Last fish of the session:
We left the fishery around 9.30pm with all three of us having different fortunes but as is the way when fishing commercials of an evening you never know who has fished your swim in the day and how much bait was put in, both these factors I am sure have a great effect on your success come the evening time.
Sunday 31st July
Today saw both me and my uncle back on the banks of the River Dee my uncles plan was to pole fish the slack into a deep hole in the edge while my plan was to wait it out for bigger fish on the feeder. We arrived under the cover of darkness just as the light blue glow of the new day was appearing in the distance, as we approached our chosen swim we were surrounded by colony of bats skimming the surface of the water as they greedily hunted for a last gasp meal before the impending daylight forced them back into hiding for another day.
Since I have purchased my new holdall I can now leave my feeder rod set up ready to go, so it wasn't long before I was using the little light that was in the sky to see the tip of my rod.
There was a few large knocks on the tip but nothing worth striking at and the only excitement of the morning from my swims point of view came as the group of local swans made their way upstream. I said a while back that I would follow their progress as much as possible and unfortunately looking at the video it seems like a few of the cygnets have not made it this far with only two surviving.

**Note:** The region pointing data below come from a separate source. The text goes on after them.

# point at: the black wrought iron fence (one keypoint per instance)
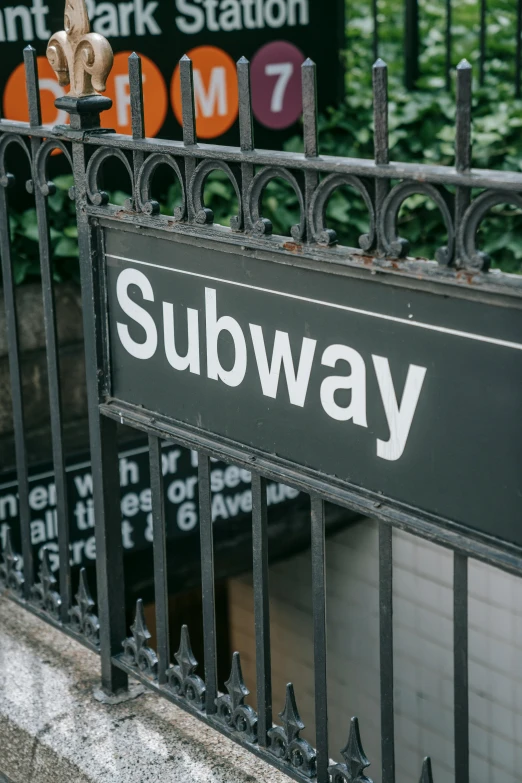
(463, 195)
(414, 14)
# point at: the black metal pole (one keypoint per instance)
(411, 44)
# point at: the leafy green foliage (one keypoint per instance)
(422, 129)
(63, 236)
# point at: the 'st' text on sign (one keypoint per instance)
(383, 386)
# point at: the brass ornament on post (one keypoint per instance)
(84, 61)
(77, 56)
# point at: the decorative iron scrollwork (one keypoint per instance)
(355, 761)
(43, 594)
(11, 575)
(145, 176)
(319, 201)
(41, 161)
(470, 257)
(285, 742)
(395, 246)
(77, 56)
(203, 214)
(262, 226)
(232, 710)
(100, 197)
(136, 652)
(7, 180)
(182, 678)
(426, 774)
(83, 619)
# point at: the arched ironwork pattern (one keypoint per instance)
(6, 179)
(470, 256)
(203, 214)
(319, 202)
(145, 176)
(395, 246)
(97, 196)
(41, 163)
(262, 226)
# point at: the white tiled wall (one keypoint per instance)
(423, 610)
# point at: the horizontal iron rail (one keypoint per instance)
(210, 720)
(43, 615)
(364, 167)
(493, 287)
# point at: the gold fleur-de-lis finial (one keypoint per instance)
(77, 56)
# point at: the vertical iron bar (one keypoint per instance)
(375, 11)
(411, 44)
(381, 151)
(246, 134)
(482, 44)
(15, 373)
(207, 582)
(460, 672)
(463, 139)
(261, 608)
(386, 651)
(15, 378)
(103, 443)
(448, 44)
(319, 614)
(518, 55)
(52, 348)
(188, 110)
(309, 93)
(161, 592)
(137, 119)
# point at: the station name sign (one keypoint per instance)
(395, 390)
(275, 35)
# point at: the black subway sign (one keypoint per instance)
(275, 35)
(393, 389)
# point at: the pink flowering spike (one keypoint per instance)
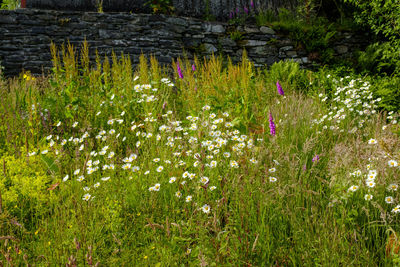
(271, 125)
(315, 158)
(279, 87)
(178, 68)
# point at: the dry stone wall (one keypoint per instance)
(26, 35)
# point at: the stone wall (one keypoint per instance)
(26, 35)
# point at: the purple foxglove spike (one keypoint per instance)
(316, 158)
(178, 68)
(279, 87)
(272, 127)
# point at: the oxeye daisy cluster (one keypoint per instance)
(198, 151)
(353, 101)
(186, 157)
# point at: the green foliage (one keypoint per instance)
(387, 88)
(381, 57)
(236, 35)
(24, 185)
(314, 37)
(382, 18)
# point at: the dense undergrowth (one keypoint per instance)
(209, 165)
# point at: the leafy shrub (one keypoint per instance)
(383, 57)
(24, 185)
(382, 17)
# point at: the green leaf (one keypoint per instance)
(50, 164)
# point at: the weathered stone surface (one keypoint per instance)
(217, 29)
(291, 53)
(26, 34)
(227, 42)
(251, 29)
(267, 30)
(255, 43)
(210, 48)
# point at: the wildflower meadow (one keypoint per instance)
(200, 163)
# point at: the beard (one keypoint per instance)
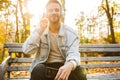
(54, 19)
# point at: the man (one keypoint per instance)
(56, 47)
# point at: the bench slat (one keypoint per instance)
(29, 60)
(19, 50)
(99, 49)
(109, 76)
(24, 68)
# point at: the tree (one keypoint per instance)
(109, 13)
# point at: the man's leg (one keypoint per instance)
(78, 74)
(38, 72)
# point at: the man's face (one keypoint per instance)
(53, 12)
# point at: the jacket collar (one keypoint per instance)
(61, 31)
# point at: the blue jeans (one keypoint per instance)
(48, 72)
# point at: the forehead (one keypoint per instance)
(53, 5)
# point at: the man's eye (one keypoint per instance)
(57, 10)
(50, 10)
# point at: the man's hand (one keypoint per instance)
(64, 71)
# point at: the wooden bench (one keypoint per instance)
(99, 61)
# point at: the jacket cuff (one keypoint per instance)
(74, 64)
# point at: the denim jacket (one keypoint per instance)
(68, 44)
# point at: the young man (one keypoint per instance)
(56, 48)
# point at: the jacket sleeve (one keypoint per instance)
(31, 44)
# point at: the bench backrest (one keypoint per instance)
(84, 48)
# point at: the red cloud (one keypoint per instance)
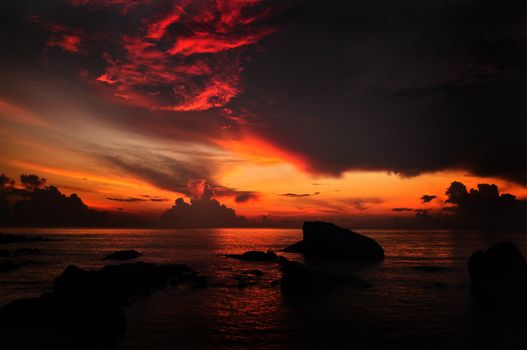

The fishing was very poor to be honest and I was facing a big fat blank straight in the face as I still hadn't had a bite at 10.30am while my uncle was just getting a few decent roach on caster but they were few and far between.
What followed still amazes me as i write this now, my uncle was bringing in a roach approaching a pound when a jack pike shot out from no where a started attacking the roach, chasing it around the swim. The roach survived with only slight cuts to its back but the pike decided he was still hungry and was lying at the base of the keep net eyeing up another potential meal.
I quickly set up a pike rig and hooked on a small gudgeon, no sooner had it hit the water the pike was onto it and making its way back under the raft or debris to the left of the swim, I struck and the fish was on and boy was he an angry little fellow, tail walking and doing his best to throw the hooks. Not long later and he was on the mat having his picture taken I estimated him to weigh around 3lb,
To enable my uncle to start catching again I put the fish back away from the swim please excuse the music but this song was in my head the whole morning while this was unfolding.
I walked back to sit with my uncle for a minute and have a brew when my uncle, now in a pike free swim got a bite and as he was bringing the fish in, Bang!! the fish was gone and the line was cut clean, not another pike!!. Luckily the previous gudgeon we had used was till usable as bait and back in it went and straight away and other jack pike was on.
The two pike where two separate fish with the first being slightly larger than the second but to catch two in such quick succession shows why your swim on the river can go very quiet very quickly. After all the commotion of these two pike in the swim the fishing never really recovered and we called it a day at noon.
This coming week I hope to spend an evening on the commercial with my new pole and hopefully next weekend try and get onto a new river or new venue.